The FTSE 100 climbed to another fresh peak on Wednesday, powered by gains in electricity generator SSE and gold miners as the precious metal rose once more.

The FTSE 100 index closed up 11.82 points, or 0.1%, at 9,911.42, a record closing peak. It had earlier set a new intra-day best of 9,930.09.

The FTSE 250 ended 14.56 points lower, or 0.1%, at 22,135.32, and the AIM All-Share climbed 3.92 points, 0.5%, at 763.16.

In London, sterling took the brunt of some political to-and-fro as Prime Minister Sir Keir Starmer denied authorising briefings against potential challengers.

Health Secretary Wes Streeting was earlier forced to deny speculation about a possible coup, partly stoked by Downing Street briefings that the Prime Minister would fight any such move.

“Any attack on any member of my cabinet is unacceptable,” Sir Keir said. He added that he had “never authorised attacks on cabinet ministers” by Number 10 staff.

Sterling was quoted at 1.3134 dollars at the time of the London equities close on Wednesday, lower compared with 1.3173 dollars on Tuesday.

The euro stood at 1.1592 dollars, down slightly against 1.1594 dollars. Against the yen, the dollar was trading higher at 154.74 yen, compared with 154.02 yen.

But bond yields held steady with the UK 10-year gilt at 4.41%, up only slightly from 4.40% on Tuesday.

The speculation failed to dim demand for blue chips in London.

Joshua Mahony, analyst at Scope Markets noted that in a year that has brought “major volatility on the other side of the pond, it is interesting to see the seemingly boring and old-fashioned FTSE 100 fare particularly well”.

He noted banks, defence and mining stocks have done especially well, with the construction of the index actually benefiting from some of the key themes that have dominated 2025 so far.

“With the latest jobs report providing greater confidence over a rate cut from the Bank of England next month, there is reason to believe that we could also see more domestically focused stocks fare well amid a more accommodative monetary policy,” he suggested.

Leading the way, SSE surged 17% after announcing plans to raise £2 billion in fresh equity to help finance a £33 billion five-year investment plan, significantly increasing its exposure to UK electricity networks.

The Perth-based electricity generator said the plan for the timeframe to the financial year ending March 2030 represents a trebling of investment over the five-year period.

“This ‘transformation for growth’ investment plan is built on a once-in-a-generation opportunity to upgrade the UK electricity network and build a cleaner, more secure and more affordable energy system,” said SSE chief executive Martin Pibworth.

The generator outlined plans to grow earnings and dividends out to 2030 which were well received, while the equity issue was viewed as unsurprising.

Jefferies analyst Ahmed Farman said the plan is a “clear positive”, bringing “clarity on the balance sheet and the company’s growth outlook”.

In European equities on Wednesday, the CAC 40 in Paris closed up 1.1%, while the DAX 40 in Frankfurt jumped 1.2%.

In New York, markets were mixed.

The Dow Jones Industrial Average was up 0.7% at around the time of the London close. The S&P 500 index was 0.1% lower, while the Nasdaq Composite declined 0.5%.

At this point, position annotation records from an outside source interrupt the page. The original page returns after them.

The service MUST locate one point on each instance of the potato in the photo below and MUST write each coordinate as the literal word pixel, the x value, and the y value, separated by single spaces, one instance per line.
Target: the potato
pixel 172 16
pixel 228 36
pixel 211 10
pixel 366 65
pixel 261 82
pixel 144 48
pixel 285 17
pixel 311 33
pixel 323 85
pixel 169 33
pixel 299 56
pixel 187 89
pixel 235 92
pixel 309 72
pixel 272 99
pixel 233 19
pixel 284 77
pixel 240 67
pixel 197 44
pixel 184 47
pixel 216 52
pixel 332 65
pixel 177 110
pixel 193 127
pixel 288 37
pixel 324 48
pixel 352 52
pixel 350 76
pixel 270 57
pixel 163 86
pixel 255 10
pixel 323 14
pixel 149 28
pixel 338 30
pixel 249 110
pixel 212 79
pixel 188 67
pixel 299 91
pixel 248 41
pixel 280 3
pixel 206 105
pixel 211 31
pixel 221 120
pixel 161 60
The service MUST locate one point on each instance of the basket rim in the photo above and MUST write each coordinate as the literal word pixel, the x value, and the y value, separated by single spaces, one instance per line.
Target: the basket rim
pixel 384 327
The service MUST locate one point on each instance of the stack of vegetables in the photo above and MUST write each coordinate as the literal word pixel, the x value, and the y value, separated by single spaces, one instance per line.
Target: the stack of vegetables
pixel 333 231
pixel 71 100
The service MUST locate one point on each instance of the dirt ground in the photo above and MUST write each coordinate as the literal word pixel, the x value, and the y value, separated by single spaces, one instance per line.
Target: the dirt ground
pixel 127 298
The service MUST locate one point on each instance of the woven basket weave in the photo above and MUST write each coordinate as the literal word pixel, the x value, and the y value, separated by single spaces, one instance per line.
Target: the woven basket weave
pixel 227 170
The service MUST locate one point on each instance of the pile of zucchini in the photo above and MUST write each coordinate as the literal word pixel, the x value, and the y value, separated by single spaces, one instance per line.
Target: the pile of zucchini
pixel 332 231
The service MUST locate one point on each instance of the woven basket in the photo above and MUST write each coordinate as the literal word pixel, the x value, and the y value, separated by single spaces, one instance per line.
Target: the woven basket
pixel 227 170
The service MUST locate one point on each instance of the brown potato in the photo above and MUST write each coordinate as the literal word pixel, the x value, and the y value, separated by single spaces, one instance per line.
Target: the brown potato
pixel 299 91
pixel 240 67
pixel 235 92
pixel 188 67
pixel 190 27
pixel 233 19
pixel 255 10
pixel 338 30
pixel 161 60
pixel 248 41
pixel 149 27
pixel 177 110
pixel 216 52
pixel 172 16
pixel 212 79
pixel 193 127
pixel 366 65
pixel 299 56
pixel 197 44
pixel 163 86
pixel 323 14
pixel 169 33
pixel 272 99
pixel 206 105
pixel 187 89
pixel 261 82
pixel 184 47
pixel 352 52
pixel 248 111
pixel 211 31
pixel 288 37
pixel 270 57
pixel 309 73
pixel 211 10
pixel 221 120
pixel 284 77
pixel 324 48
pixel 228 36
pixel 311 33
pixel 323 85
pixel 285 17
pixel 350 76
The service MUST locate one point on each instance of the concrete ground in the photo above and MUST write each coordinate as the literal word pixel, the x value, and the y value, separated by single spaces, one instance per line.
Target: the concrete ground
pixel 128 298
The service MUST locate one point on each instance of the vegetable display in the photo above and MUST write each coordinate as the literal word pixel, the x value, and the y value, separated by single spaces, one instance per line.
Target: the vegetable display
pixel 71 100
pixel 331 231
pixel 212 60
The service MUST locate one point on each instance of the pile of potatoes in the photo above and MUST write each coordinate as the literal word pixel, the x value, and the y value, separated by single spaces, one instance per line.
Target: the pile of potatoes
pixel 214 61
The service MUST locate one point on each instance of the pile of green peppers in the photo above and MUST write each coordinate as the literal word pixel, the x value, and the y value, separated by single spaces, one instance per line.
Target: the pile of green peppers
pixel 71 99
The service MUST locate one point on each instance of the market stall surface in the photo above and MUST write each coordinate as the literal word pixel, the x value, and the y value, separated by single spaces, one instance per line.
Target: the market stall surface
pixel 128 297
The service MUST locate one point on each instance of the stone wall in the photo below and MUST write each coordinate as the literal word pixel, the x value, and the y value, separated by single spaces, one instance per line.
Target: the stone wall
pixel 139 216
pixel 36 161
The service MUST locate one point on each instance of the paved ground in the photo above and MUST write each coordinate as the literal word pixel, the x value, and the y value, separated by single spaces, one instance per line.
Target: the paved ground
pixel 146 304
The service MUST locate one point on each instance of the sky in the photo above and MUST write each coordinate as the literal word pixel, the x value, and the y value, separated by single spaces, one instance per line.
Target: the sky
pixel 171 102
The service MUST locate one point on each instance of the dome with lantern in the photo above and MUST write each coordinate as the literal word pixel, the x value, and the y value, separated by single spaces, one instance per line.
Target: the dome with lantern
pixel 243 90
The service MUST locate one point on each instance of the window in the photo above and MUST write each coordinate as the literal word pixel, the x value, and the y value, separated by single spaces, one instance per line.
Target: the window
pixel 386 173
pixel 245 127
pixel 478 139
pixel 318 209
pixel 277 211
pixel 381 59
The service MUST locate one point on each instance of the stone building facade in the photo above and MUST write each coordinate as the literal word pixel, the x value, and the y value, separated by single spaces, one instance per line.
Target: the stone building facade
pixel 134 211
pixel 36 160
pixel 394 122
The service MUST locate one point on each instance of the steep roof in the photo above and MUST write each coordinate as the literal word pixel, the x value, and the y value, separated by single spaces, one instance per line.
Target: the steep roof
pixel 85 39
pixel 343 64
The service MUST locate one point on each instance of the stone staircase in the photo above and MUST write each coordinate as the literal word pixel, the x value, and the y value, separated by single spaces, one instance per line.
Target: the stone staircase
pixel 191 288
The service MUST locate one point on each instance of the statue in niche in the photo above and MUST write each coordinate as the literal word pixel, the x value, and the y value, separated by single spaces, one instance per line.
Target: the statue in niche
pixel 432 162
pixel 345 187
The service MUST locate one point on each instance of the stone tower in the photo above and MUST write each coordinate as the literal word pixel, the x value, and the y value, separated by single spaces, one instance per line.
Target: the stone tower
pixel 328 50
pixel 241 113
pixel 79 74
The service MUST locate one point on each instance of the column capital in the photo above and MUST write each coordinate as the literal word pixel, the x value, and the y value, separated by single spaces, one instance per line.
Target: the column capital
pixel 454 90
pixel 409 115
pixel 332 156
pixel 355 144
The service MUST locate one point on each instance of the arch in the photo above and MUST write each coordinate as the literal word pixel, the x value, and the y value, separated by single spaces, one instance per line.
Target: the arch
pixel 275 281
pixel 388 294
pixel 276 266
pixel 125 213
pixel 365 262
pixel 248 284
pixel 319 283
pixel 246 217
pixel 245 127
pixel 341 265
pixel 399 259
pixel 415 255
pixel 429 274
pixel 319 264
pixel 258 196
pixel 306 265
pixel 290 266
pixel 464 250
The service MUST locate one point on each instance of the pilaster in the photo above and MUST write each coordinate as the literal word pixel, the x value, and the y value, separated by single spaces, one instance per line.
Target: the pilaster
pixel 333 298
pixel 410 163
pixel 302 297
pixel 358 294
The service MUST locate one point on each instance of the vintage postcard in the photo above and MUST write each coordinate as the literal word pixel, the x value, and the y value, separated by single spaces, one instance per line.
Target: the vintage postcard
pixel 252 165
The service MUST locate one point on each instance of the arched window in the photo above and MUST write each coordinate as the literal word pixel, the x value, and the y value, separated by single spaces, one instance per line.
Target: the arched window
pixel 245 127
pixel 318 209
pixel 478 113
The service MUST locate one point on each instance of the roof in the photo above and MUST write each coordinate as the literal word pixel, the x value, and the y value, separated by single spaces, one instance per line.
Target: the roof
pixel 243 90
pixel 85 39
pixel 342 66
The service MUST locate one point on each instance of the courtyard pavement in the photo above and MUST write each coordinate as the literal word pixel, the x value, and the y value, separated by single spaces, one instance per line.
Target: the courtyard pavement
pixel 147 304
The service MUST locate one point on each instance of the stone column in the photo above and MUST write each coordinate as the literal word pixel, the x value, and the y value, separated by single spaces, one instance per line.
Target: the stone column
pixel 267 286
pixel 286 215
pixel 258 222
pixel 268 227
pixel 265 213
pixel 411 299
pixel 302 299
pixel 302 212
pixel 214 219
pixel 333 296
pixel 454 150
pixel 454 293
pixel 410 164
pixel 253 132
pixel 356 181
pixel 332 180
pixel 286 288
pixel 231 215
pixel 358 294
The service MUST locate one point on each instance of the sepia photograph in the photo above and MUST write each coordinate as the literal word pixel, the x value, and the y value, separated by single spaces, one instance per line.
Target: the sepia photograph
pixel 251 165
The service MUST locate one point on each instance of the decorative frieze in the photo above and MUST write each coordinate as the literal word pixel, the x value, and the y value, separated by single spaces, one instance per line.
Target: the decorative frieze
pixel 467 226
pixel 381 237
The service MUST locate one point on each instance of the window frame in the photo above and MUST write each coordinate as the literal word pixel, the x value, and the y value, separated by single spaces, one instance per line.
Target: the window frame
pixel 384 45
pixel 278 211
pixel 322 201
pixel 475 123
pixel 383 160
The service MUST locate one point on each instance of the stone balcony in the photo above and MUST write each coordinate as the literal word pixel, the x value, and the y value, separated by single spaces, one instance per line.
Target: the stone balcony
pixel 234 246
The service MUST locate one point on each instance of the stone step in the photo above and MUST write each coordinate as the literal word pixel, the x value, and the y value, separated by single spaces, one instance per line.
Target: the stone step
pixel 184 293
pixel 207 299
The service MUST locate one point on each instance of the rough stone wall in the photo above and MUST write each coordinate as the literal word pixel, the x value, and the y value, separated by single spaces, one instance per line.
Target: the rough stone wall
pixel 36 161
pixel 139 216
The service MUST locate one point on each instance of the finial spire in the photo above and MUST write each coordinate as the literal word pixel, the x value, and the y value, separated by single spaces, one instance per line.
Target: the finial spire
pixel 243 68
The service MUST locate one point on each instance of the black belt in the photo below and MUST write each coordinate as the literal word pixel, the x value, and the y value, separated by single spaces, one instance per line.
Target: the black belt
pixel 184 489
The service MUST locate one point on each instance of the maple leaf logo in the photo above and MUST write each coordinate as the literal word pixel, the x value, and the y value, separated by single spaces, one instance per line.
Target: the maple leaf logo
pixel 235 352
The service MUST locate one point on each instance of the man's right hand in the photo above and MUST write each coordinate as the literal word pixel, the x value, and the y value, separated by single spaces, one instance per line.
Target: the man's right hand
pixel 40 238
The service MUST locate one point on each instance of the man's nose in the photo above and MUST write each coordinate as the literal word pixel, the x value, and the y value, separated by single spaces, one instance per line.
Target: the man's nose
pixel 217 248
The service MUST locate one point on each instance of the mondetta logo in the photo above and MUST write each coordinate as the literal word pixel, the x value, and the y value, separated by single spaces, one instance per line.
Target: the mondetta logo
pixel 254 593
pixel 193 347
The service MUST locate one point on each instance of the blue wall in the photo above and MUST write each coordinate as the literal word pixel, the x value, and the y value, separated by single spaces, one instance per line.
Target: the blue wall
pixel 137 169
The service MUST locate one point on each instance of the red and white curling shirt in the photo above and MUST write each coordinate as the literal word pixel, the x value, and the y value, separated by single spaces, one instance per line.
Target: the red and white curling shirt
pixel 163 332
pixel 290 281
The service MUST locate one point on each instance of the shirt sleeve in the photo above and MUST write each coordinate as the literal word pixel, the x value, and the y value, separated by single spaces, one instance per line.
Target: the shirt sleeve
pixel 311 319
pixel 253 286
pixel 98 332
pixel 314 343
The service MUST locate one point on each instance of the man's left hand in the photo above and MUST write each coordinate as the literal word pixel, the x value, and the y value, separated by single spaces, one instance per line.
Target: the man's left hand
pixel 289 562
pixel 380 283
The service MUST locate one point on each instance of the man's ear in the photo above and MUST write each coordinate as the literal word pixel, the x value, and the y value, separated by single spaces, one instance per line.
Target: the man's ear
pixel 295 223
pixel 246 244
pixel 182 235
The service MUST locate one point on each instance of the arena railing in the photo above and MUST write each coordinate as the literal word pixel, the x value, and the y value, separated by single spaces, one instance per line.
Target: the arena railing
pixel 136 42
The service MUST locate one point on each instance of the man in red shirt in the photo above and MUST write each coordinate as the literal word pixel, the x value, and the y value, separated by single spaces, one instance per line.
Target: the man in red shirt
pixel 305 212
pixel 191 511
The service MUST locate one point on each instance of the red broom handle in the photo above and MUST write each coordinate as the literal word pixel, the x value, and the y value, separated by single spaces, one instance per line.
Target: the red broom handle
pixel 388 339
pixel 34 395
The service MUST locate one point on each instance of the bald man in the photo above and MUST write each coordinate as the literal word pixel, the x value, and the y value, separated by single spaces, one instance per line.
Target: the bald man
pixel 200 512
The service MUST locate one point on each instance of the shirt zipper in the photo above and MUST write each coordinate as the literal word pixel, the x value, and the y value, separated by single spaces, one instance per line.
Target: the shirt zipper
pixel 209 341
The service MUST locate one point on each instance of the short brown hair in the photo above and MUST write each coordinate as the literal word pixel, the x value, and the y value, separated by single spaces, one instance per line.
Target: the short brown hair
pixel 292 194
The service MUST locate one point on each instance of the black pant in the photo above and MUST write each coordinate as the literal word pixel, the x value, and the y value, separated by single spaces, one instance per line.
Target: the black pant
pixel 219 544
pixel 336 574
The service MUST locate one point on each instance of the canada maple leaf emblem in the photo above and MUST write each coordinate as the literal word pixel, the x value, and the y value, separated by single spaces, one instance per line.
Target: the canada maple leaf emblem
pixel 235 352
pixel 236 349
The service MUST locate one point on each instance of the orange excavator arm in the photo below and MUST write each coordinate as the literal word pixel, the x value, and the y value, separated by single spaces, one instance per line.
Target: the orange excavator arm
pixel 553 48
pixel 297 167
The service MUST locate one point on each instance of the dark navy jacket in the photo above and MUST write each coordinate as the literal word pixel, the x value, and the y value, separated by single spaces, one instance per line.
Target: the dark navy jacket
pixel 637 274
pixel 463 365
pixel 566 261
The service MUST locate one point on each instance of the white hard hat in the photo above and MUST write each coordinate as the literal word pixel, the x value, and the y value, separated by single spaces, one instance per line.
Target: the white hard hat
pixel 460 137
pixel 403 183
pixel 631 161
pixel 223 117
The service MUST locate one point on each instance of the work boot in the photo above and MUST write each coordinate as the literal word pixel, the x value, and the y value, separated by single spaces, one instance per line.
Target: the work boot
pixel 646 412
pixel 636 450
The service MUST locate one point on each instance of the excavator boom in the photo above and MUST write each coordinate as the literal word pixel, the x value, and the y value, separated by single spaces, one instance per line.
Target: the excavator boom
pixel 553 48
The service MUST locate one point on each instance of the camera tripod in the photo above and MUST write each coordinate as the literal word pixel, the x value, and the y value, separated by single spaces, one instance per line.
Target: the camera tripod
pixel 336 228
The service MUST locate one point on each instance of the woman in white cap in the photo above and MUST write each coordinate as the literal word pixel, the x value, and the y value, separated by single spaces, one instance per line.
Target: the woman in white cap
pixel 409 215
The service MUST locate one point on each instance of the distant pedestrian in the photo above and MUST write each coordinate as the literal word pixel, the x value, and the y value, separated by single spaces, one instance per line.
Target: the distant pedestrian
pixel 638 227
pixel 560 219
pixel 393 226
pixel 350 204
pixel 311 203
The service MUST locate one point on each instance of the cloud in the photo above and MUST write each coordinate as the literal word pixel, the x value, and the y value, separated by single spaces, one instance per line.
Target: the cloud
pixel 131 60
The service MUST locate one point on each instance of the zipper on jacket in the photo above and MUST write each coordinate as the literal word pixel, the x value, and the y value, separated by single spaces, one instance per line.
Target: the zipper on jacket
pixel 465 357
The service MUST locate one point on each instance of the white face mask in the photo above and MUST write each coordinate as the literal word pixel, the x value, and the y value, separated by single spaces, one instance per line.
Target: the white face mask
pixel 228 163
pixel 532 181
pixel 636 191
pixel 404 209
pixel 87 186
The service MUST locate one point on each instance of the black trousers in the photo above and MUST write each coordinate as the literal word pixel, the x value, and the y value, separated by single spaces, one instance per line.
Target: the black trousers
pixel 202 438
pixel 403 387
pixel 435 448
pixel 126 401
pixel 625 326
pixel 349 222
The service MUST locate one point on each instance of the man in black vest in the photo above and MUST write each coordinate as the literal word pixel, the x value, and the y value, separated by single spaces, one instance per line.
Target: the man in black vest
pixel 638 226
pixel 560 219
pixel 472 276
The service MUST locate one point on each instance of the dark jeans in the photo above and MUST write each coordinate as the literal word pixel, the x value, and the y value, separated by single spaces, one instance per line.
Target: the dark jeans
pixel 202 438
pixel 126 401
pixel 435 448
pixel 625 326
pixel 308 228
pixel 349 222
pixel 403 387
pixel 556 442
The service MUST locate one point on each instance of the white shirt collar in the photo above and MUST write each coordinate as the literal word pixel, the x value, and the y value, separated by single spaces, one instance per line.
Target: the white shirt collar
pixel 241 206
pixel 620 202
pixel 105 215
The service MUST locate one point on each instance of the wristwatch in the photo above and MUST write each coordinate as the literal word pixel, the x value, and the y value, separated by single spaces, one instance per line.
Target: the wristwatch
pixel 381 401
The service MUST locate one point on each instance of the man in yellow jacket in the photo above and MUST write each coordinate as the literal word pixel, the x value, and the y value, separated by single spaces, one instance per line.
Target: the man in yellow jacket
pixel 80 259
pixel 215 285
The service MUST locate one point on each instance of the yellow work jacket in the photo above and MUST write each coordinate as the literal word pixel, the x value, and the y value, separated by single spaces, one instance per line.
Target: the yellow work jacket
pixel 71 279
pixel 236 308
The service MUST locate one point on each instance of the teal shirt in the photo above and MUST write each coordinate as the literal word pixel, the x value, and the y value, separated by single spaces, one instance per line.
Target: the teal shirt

Hopes remain high of an end to the federal government shutdown ahead of a key vote on Wednesday.

But analysts at TD Economics said while a resolution “finally appears in sight” this “very much feels like another patch solution” from lawmakers.

“The continuing resolution only extends funding for much of government through the end of January,” the broker noted, meaning there’s a “very real risk” of a partial government shutdown come February.

The yield on the US 10-year Treasury was at 4.07%, narrowed from 4.12% on Tuesday. The yield on the US 30-year Treasury was quoted at 4.67%, trimmed from 4.71%.

Gold traded higher at 4,184.48 dollars an ounce on Wednesday against 4,108.75 dollars on Tuesday.

The latest gains helped push Endeavour Mining and Fresnillo up 3.5% and 1.8% respectively.

Elsewhere, luxury goods manufacturer Burberry, up 4.0%, and insurer Aviva, up 1.9%, were in favour ahead of half-year results on Thursday.

Aviva is expected to unveil new financial targets and update on the progress of the Direct Line Insurance acquisition.

But Experian fell 4.5% despite raising its guidance for financial 2026 revenue growth and margin improvement, saying “AI-driven automation and personalisation” is transforming its customer relationships and internal processes.

Auto Trader was also on the back foot, down 3.7%, as Bank of America downgraded to ‘neutral’ from ‘buy’, while Hiscox fell 2.8% as Jefferies double-downgraded to ‘underperform’ from ‘buy’.

On the FTSE 250, housebuilder Taylor Wimpey fell 3.8% as it flagged softer market conditions amid budget uncertainty.

Nonetheless, the firm continues to expect 2025 UK completions excluding joint ventures of between 10,400 to 10,800 homes, and 2025 group operating profit including joint ventures of around £424 million.

Meanwhile, London-based IT-focused professional services provider FDM jumped 5.0% as Deutsche Bank upgraded to ‘buy’ from ‘neutral’.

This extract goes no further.